Nissan cuts profit forecast in first report since ousting Ghosn
Life after Carlos Ghosn is off to a rocky start for Nissan.
The Japanese automaker slashed its annual profit and sales forecasts on Tuesday in its first earnings report since the arrest and ouster of Ghosn, who ran the company for nearly two decades.
Nissan now expects to sell 5.6 million vehicles worldwide in the financial year ending in March, down from an earlier forecast of more than 5.9 million. Net profit is likely to come in at 410 billion yen ($3.7 billion), nearly 20% below the previous prediction.
The company blamed the gloomy outlook on difficulties in the United States and Europe, two of its biggest markets. Profits in the most recent quarter were also hit by a charge relating to payments to its former controversial chairman.
Nissan’s new leaders have a tough job to turn things around. After an 8% drop in the first three quarters of its financial year, Nissan’s sales in the United States plunged 19% in January.
The company is trying to “improve its brand value” and become more competitive in the United States, CEO Hiroto Saikawa said at a news conference Tuesday.
Nissan blamed its lackluster performance in Europe, where sales nosedived 13% in the first nine months of its financial year, on uncertainty surrounding Britain’s exit from the European Union and tighter regulations on diesel emissions.
Earlier this month, the company said it had scrapped plans to build a new SUV model at its main British plant, citing Brexit uncertainty as a factor.
Saikawa was more upbeat on Nissan’s prospects in China, the world’s biggest auto market, which shrank last year for the first time in about two decades. Nissan’s Chinese sales fell 3% in 2018.
“China is kind of plateauing or in a lull, but in the long term, the market is going to grow,” Saikawa said.
Ghosn scandal dents profit
Nissan’s third-quarter results reflected the fallout from the Ghosn scandal.
One of the global auto industry’s most prominent figures, Ghosn has been detained by Japanese prosecutors since November 19. They have charged him with understating his income at Nissan by about $80 million between 2010 and 2018, and abusing his position by using the company to help sort out personal investment losses.
Nissan said Tuesday it has booked a charge of 9.2 billion yen ($83 million) related to payments to its former chief.

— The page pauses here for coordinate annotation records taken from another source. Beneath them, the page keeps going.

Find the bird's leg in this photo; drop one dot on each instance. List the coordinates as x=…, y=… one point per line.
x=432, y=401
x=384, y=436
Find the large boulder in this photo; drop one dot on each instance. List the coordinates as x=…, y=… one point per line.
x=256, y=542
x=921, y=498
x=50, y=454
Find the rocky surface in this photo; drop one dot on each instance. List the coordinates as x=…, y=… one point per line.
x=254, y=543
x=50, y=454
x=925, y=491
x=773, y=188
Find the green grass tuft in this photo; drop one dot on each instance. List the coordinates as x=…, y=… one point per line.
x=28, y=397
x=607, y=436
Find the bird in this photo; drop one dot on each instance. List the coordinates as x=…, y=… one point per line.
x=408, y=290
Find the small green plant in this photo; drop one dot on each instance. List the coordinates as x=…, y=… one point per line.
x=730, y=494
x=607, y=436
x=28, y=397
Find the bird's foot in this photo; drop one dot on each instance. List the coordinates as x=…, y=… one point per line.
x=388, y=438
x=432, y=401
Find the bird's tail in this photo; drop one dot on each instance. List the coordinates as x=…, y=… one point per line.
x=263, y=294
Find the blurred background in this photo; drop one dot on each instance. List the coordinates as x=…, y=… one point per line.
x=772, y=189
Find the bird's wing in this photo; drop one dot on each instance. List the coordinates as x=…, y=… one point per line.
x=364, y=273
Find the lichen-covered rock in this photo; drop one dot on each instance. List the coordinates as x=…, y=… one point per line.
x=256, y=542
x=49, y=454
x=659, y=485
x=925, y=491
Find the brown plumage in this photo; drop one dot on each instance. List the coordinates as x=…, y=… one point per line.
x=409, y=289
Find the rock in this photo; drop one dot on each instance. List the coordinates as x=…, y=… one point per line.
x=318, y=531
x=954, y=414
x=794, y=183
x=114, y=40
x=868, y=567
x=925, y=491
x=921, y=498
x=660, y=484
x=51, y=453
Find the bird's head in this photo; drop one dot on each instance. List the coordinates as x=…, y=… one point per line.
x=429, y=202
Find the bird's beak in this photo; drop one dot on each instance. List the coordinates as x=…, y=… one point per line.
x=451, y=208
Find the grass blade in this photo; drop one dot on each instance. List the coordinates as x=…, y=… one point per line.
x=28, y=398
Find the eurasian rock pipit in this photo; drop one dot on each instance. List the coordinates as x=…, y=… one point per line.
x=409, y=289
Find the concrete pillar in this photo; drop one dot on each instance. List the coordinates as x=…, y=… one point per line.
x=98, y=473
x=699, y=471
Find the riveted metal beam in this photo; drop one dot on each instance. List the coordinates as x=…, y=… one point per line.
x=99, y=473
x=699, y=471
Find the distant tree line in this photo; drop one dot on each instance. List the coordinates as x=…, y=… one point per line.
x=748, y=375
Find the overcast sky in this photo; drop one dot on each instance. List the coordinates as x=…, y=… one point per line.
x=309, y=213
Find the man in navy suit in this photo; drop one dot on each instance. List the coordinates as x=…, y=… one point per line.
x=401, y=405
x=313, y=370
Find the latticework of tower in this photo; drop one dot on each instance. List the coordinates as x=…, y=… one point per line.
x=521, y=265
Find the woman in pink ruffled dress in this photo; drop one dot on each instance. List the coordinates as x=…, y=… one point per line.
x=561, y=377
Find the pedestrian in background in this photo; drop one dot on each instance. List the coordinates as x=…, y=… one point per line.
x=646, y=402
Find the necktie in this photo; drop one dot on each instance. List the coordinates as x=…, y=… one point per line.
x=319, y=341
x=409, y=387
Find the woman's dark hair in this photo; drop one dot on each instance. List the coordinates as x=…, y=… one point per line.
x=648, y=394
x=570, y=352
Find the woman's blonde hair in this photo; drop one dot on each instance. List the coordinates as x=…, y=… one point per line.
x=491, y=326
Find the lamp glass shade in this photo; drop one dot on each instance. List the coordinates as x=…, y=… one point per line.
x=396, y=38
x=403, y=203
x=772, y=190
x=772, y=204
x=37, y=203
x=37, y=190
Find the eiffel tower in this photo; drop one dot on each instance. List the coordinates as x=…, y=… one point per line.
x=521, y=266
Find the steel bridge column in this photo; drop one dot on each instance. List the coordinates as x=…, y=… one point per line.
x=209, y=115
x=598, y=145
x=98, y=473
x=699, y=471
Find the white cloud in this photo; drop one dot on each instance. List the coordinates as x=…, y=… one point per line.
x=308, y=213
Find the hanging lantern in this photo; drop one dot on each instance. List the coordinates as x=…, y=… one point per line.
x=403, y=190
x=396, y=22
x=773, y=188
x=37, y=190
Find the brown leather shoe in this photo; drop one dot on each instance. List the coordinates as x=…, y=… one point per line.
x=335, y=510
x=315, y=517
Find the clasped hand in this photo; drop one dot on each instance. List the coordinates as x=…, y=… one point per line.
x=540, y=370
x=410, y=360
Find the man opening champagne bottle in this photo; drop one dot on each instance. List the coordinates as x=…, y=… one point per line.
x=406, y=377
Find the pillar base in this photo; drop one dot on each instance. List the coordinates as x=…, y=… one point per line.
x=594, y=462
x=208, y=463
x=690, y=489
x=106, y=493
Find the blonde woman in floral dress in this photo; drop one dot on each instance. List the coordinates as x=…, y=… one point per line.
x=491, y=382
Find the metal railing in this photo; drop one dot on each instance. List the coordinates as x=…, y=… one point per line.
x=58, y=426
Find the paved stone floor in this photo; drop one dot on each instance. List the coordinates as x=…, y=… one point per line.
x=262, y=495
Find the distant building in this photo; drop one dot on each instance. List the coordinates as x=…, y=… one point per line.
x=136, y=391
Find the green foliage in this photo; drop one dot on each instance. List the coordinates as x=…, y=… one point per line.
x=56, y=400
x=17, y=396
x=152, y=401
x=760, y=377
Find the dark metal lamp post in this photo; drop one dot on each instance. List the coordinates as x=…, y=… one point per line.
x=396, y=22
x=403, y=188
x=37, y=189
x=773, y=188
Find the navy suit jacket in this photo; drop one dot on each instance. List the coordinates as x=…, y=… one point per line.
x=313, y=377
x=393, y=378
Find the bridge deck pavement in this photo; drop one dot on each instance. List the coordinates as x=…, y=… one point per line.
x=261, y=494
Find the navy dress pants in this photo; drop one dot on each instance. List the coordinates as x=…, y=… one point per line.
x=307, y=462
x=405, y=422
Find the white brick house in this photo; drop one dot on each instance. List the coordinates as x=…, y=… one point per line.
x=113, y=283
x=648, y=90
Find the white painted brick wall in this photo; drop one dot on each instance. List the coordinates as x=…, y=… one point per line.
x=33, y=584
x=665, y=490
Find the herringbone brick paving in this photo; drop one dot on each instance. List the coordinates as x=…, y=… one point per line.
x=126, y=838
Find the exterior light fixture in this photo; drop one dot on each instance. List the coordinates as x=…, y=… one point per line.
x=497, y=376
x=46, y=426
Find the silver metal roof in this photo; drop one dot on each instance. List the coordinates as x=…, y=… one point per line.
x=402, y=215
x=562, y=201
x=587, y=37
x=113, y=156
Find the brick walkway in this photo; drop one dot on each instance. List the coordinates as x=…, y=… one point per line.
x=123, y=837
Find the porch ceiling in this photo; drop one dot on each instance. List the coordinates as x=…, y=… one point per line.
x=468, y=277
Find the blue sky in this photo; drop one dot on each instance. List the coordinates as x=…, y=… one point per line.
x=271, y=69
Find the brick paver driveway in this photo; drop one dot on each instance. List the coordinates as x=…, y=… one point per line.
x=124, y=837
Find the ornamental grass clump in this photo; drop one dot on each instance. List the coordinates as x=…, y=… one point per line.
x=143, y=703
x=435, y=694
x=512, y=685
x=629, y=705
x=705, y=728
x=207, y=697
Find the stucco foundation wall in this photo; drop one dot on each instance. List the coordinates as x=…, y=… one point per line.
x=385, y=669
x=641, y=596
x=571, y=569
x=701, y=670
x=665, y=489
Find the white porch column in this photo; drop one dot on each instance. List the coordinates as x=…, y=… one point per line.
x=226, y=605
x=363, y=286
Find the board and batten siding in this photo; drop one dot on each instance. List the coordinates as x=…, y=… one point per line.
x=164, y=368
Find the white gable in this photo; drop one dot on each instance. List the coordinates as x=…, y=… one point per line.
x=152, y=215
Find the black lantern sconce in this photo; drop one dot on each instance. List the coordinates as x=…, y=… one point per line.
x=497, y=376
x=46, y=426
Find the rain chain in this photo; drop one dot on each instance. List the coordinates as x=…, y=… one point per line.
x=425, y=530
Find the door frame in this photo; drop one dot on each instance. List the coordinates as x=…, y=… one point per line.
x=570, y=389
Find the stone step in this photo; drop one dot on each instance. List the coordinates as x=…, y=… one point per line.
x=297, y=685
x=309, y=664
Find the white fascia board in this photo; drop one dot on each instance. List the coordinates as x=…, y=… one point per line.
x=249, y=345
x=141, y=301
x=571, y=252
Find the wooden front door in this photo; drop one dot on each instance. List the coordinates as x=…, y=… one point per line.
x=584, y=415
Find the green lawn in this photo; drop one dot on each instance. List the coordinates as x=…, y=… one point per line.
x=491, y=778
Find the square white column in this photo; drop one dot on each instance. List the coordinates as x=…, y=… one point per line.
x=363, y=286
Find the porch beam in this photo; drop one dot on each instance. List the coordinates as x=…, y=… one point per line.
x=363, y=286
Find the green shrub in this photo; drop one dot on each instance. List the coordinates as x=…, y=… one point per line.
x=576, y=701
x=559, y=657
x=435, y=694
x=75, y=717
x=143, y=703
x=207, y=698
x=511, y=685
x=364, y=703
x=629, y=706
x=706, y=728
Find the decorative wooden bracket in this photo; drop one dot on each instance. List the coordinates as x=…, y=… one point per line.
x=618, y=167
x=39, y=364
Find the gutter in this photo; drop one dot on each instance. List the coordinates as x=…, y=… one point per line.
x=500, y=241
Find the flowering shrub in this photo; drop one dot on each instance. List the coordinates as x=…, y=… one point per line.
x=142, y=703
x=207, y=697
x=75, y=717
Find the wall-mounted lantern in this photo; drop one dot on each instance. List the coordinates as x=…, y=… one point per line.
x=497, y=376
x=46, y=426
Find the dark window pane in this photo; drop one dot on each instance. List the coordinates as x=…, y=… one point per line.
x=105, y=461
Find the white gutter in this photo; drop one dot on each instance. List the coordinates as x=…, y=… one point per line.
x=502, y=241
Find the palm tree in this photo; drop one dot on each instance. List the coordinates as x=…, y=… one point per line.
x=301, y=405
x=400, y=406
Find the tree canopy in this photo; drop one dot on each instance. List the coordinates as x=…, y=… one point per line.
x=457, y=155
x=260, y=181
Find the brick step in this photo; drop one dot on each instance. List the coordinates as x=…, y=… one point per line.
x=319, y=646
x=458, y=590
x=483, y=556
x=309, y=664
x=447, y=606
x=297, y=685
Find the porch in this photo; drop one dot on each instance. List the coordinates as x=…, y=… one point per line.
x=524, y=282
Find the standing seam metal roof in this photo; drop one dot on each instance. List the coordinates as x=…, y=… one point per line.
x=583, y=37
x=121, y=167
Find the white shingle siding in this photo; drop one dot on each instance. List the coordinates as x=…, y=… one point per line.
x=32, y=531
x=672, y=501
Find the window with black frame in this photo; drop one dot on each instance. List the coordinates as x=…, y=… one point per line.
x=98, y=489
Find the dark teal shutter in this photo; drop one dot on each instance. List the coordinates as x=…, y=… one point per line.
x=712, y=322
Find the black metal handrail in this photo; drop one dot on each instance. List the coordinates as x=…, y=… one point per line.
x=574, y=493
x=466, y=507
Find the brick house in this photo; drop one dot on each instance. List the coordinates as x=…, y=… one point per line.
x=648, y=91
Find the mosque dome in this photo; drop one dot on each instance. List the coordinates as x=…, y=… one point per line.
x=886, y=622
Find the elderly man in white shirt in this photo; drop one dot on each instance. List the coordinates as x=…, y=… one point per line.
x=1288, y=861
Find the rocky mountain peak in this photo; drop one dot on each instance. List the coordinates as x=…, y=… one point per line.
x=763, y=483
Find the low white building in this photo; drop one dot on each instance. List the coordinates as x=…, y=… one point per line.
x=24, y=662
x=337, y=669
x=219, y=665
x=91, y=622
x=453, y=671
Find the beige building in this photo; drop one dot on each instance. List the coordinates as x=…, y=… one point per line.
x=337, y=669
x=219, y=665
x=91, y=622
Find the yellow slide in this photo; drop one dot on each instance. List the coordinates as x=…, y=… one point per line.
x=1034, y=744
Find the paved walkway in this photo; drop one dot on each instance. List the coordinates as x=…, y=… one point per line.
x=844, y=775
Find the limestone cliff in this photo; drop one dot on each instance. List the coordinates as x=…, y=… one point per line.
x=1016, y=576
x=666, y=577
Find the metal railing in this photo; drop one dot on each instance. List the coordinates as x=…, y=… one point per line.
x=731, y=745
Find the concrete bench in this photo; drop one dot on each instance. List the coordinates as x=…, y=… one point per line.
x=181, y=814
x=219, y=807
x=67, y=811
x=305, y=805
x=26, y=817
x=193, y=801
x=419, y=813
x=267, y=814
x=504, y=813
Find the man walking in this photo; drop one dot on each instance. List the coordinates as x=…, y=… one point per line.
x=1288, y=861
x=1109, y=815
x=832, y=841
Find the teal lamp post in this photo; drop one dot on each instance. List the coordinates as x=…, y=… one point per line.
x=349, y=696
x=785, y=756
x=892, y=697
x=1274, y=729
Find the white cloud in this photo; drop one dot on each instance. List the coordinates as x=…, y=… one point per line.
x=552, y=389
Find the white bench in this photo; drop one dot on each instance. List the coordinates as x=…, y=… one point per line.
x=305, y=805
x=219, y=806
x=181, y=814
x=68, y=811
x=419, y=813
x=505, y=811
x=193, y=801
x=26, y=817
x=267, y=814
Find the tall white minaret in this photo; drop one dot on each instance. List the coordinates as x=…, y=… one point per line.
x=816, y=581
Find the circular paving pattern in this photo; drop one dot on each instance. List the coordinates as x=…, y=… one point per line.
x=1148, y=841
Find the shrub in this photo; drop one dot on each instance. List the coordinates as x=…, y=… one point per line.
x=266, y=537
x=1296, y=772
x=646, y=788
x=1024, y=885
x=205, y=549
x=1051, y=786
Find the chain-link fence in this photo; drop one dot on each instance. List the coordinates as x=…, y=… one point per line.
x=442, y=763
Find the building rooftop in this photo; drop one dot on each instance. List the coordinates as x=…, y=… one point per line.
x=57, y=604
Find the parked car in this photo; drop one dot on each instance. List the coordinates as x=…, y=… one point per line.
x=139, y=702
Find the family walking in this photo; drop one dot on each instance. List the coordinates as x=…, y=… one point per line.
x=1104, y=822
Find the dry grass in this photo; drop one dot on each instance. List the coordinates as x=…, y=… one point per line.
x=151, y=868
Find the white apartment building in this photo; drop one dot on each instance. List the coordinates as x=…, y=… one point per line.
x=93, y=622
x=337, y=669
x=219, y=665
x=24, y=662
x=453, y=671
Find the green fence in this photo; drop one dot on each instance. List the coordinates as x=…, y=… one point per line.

Ghosn denies the allegations against him, claiming they’re the result of “plot and treason” by Nissan executives who opposed his plan to deepen the automaker’s integration with its French partner, Renault. Nissan says Ghosn’s alleged misconduct is the reason for his downfall.
On Tuesday, Saikawa reaffirmed Nissan’s commitment to its long-standing alliance with Renault and Mitsubishi Motors, another Japanese carmaker.
The alliance “is a great asset and has great value,” he said. Doing away with it “is not something we’re thinking about at all.”